Pseudonymize Variables Across Multiple Files via an Excel Mask

The high-level entry point for the batch / industrialized workflow. Reads a single Excel mask that describes, for each input file, which columns to hash and which to drop; dispatches one mirai task per filtered mask row (parallel, non-blocking); and returns immediately a cryptR_job handle. The job is inspected with cryptR_status() / summary() / cryptR_results(), blocked on with cryptR_wait(), and finalized with cryptR_collect() (which writes a recap xlsx log and tears down daemons when applicable).

Usage

crypt_r(
  mask_folder_path,
  mask_file,
  output_path,
  intermediate_path,
  encryption_key,
  algorithm = "md5",
  correspondence_table = TRUE,
  engine = c("auto", "in_memory", "streaming"),
  chunk_size = 1000000L,
  n_workers = NULL
)

Arguments

mask_folder_path: Character scalar. Directory containing the Excel mask file.
mask_file: Character scalar. Name of the Excel mask file (with extension).
output_path: Character scalar. Existing directory where the pseudonymized output files will be written. Validated up-front.
intermediate_path: Character scalar. Existing directory where the correspondence-table parquets (tc_*.parquet) and the recap xlsx log will be written. Validated up-front.
encryption_key: Character scalar. The salt prepended to each value before hashing. See crypt_vector() for the underlying transformation.
algorithm: Character scalar. Any algorithm accepted by the algo argument of digest::digest(). Defaults to "md5".
correspondence_table: Logical scalar. If TRUE (default), a per-input correspondence table tc_<stem>.parquet is written under intermediate_path and also stored in the package-private environment (retrievable via get_correspondence_tables() after cryptR_collect() re-injects them post-run).
engine: One of "auto", "in_memory", "streaming". Selects the per-row processing engine. "auto" (default) and "streaming" both route parquet-in/parquet-out and csv-in/csv-out to the streaming engines (an 'arrow' Scanner by chunks, with progressive write); mixed or non-streamable endpoints (rds, xlsx, parquet→csv, csv→parquet) silently fall back to "in_memory". "in_memory" always reads the full input into RAM.
chunk_size: Integer scalar. Number of rows per chunk when the effective engine is streaming. Ignored by "in_memory". Defaults to 1e6.
n_workers: Integer scalar or NULL. Number of mirai daemons to spawn for the dispatch. When NULL (default), crypt_r() picks min(parallel::detectCores() - 1, n_rows, 8L) (floored at 1). If daemons are already running on the default profile when crypt_r() is called, n_workers is ignored and the existing daemons are reused — the user retains control and cryptR_collect() will not tear them down.

Value

A cryptR_job object carrying one mirai task per filtered mask row. Inspect with cryptR_status() / summary() / cryptR_results(); block with cryptR_wait(); finalize with cryptR_collect().

Details

A per-row failure does not interrupt the other rows — the failure is captured on the corresponding task and surfaces via cryptR_status().
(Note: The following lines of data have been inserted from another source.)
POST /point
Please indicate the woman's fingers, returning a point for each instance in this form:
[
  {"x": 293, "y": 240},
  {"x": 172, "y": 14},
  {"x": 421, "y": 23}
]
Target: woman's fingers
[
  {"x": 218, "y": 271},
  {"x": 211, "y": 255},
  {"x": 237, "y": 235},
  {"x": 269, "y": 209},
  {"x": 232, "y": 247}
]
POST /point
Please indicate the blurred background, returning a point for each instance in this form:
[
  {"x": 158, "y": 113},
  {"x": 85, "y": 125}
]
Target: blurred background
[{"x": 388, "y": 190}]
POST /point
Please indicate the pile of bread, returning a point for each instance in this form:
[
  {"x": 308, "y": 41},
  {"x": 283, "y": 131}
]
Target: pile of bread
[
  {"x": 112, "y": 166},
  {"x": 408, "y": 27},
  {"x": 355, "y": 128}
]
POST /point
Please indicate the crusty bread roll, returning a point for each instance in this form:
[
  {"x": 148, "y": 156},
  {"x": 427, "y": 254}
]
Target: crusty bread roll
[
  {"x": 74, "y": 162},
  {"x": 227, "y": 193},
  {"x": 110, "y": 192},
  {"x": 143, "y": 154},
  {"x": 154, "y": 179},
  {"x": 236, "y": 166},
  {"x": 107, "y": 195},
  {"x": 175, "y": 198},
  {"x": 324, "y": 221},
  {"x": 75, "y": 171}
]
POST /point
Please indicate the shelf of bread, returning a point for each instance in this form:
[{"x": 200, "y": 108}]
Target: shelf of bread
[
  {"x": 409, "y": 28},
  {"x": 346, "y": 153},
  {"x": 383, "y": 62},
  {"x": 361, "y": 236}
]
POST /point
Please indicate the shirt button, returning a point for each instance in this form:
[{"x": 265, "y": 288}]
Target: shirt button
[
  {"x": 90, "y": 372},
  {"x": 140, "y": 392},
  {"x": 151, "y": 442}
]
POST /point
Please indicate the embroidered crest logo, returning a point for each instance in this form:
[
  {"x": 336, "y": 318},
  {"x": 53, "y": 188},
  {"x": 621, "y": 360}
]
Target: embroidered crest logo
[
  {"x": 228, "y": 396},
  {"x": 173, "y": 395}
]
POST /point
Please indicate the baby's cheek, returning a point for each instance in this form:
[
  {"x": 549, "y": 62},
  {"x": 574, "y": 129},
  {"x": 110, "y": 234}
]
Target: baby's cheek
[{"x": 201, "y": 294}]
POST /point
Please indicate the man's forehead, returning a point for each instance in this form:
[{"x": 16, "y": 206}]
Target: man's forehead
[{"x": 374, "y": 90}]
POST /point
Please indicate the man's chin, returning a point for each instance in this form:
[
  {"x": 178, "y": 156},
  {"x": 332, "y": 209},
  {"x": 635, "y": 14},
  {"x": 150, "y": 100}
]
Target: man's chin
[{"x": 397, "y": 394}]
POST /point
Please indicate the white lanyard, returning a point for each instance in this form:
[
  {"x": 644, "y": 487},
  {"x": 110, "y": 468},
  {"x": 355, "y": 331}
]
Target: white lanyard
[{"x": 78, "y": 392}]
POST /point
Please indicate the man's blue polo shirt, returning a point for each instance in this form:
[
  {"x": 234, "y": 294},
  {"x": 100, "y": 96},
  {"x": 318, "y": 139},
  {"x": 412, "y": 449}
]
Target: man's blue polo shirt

Empty vars_to_encrypt cell. A mask row whose vars_to_encrypt cell is blank (empty, NA, or whitespace-only) is legitimate and means "process this file, applying vars_to_remove if any, hashing nothing." The output file is written under output_path re-encoded to the format implied by encrypted_file; no _crypt columns are emitted, and no tc_*.parquet is produced. The recap log records success = TRUE and tc_name = NA for such rows. crypt_data() does not support this case — see its documentation.

Examples

# \donttest{
# Minimal end-to-end run using the persons.csv fixture shipped
# with the package. Everything is written to tempdir() and cleaned
# up at the end.
work_dir <- file.path(tempdir(), "crypt_r_example")
mask_dir <- file.path(work_dir, "mask")
out_dir  <- file.path(work_dir, "output")
int_dir  <- file.path(work_dir, "intermediate")
dir.create(mask_dir, recursive = TRUE, showWarnings = FALSE)
dir.create(out_dir, showWarnings = FALSE)
dir.create(int_dir, showWarnings = FALSE)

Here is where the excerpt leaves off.